Spark: Validate Z-order rewrite does not conflict with internal ICEZVALUE column name by YanivZalach · Pull Request #15706 · apache/iceberg

YanivZalach · 2026-03-20T21:38:19Z

Tables with a column named ICEZVALUE fail with a misleading error during
Z-order rewrite because SparkZOrderFileRewriteRunner internally uses a
column with that name.

Adds an early Preconditions.checkArgument in SparkZOrderFileRewriteRunner
before any DataFrame operation, throwing a clear exception
if the table schema already contains a column named ICEZVALUE.

Closes #15708

…ALUE column name

spark/v3.4/spark/src/test/java/org/apache/iceberg/spark/actions/TestRewriteDataFilesAction.java

wypoon · 2026-03-21T01:15:35Z

I think that it would be better to use a configurable column name than a hardcoded "ICEZVALUE" in SparkZOrderFileRewriteRunner.
We could add an option to https://iceberg.apache.org/docs/latest/spark-procedures/#options-for-sort-strategy-with-zorder-sort_order, for example, for configuring this column name. What do you think, @RussellSpitzer?
We should still throw the error as proposed here if the column coincides with an existing column in the table.

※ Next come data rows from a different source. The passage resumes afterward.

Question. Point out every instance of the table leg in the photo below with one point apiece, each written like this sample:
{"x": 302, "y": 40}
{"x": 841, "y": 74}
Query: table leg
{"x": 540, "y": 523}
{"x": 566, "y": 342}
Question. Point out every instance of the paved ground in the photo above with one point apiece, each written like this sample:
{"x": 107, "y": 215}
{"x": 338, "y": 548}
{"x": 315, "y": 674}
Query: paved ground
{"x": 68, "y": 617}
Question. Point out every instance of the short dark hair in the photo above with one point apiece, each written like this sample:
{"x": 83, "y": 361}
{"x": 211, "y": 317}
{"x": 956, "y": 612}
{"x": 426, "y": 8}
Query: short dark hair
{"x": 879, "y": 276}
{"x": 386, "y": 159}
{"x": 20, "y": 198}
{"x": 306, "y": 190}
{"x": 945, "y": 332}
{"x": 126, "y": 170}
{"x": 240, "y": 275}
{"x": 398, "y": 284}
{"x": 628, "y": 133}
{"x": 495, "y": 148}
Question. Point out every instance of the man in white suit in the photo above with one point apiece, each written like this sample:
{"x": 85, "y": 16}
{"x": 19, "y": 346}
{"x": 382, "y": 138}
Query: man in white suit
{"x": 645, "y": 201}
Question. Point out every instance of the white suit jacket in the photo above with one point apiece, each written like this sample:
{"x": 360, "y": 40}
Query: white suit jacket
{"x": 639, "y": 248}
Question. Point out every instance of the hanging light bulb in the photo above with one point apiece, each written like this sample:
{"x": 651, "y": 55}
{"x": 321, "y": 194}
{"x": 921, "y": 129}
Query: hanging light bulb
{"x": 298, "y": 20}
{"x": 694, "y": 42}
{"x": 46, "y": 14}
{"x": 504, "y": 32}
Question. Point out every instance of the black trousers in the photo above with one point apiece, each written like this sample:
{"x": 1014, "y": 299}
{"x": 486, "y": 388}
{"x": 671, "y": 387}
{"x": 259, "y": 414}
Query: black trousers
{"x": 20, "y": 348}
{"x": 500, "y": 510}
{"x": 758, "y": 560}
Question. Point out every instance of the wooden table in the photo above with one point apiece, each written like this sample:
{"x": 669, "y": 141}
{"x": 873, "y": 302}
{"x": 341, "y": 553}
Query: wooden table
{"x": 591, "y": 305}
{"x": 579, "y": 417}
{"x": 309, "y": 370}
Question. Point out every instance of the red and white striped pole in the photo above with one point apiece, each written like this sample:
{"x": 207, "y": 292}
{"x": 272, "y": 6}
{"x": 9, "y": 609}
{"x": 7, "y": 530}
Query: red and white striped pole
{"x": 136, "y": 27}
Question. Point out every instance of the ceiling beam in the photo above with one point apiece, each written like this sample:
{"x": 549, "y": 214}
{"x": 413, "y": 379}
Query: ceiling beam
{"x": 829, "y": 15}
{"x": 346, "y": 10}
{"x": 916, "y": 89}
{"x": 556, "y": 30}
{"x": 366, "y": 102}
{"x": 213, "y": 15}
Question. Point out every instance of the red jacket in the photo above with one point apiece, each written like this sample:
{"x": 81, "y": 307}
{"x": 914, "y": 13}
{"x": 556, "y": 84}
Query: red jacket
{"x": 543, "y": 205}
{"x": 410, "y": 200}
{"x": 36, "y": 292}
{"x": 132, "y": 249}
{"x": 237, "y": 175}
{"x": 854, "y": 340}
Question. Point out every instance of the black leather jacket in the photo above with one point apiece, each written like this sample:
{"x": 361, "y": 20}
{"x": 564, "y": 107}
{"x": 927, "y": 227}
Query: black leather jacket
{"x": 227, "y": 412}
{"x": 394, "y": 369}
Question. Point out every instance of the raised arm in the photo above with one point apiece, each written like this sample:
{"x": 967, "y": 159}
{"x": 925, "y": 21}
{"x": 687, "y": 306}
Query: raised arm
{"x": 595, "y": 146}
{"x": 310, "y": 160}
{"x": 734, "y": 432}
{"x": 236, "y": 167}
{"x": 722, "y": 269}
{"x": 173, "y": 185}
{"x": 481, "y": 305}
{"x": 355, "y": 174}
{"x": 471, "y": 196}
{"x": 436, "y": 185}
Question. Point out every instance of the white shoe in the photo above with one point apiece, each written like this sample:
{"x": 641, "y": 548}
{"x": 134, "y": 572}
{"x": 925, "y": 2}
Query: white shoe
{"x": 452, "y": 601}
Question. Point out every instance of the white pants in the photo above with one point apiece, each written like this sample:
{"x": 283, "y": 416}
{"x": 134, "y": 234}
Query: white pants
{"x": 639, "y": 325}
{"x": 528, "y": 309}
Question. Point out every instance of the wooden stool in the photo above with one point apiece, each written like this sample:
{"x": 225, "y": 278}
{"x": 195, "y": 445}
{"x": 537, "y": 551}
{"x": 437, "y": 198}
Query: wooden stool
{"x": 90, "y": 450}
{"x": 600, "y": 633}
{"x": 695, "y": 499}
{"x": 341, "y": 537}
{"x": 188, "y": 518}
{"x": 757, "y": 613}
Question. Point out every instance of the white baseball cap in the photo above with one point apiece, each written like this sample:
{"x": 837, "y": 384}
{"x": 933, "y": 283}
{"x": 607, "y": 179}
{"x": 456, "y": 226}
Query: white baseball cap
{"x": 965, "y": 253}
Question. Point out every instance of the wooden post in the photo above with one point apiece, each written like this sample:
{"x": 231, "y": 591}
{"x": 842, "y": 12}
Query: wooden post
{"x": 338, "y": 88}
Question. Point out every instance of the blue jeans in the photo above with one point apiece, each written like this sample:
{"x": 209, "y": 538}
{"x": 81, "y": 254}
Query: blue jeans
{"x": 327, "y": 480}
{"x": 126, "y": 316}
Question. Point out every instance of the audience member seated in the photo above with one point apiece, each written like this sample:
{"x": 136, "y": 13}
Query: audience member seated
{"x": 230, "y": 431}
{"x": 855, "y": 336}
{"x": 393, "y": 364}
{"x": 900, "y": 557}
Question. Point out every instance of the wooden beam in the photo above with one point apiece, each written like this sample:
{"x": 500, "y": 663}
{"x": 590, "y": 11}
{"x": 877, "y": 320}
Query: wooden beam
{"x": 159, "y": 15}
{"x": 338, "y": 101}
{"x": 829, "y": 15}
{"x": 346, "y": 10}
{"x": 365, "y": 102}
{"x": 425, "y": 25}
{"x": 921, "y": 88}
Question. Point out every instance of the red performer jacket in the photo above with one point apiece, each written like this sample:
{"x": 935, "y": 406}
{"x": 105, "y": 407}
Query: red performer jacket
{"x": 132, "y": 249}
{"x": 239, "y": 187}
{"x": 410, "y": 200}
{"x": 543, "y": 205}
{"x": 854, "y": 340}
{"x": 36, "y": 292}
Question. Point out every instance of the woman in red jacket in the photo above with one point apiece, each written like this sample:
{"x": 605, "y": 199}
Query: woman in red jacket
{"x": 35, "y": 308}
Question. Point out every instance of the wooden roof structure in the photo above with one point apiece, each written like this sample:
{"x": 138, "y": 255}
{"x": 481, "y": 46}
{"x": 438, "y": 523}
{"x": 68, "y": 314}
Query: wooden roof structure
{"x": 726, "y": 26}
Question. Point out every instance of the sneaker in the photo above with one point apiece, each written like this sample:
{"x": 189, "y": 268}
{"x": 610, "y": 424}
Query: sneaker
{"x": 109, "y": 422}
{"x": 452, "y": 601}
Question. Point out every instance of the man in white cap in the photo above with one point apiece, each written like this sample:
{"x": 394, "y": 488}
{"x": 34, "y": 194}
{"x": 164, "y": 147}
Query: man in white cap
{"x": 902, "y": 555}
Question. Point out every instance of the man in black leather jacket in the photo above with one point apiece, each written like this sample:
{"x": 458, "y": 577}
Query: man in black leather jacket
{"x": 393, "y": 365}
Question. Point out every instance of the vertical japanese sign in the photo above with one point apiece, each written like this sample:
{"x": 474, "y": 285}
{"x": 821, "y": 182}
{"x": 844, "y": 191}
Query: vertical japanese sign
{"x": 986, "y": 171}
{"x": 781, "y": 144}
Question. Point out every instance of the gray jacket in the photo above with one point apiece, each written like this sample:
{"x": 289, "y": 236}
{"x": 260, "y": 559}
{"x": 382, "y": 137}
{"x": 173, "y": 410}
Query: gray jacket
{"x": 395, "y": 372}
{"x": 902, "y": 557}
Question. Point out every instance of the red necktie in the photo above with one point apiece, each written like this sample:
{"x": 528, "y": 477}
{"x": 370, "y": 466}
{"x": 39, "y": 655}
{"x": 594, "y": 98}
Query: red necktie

wypoon · 2026-03-21T01:20:11Z

For ease of review, it is better to make the changes only to the latest supported version of Spark, and then backport the changes to earlier versions once the PR is merged.

RussellSpitzer · 2026-03-21T02:30:53Z

I think that it would be better to use a configurable column name than a hardcoded "ICEZVALUE" in SparkZOrderFileRewriteRunner.

We could add an option to https://iceberg.apache.org/docs/latest/spark-procedures/#options-for-sort-strategy-with-zorder-sort_order, for example, for configuring this column name. What do you think, @RussellSpitzer?

We should still throw the error as proposed here if the column coincides with an existing column in the table.

I really don't think we need customization here, is this really that likely to be conflicting?

If we are really worried I would just randomly change the name if the column exists. My hesitation on all of this is that it doesn't seem like a very likely situation so while it is true it could happen is it worth adding code for the very rare chance it does?

So in terms of solutions I would consider

Randomly assign the column name (gen_zorder_xx) where if for some reason that exists we randomize the xx to something else
Just fail if the chosen column name is already in use
Let users customize it

The order here is

No user intervention needed, we hide the problem
We expose that it's a problem
We expose it's a problem and have to support a custom new parameter just for this special case

For all of these we still have the question of, "is it really worth adding more code to the project to avoid this"

YanivZalach · 2026-03-21T09:27:08Z

I agree that option 2 (fail with a clear error) is the right tradeoff here.
The name ICEZVALUE is unlikely to conflict in practice, but when it does,
the current behavior is silent data modification, followed by a completely
misleading error that gives the user no indication of what went wrong or how
to fix it, and when a rewrite did not happen because of the thresholds, no error at all.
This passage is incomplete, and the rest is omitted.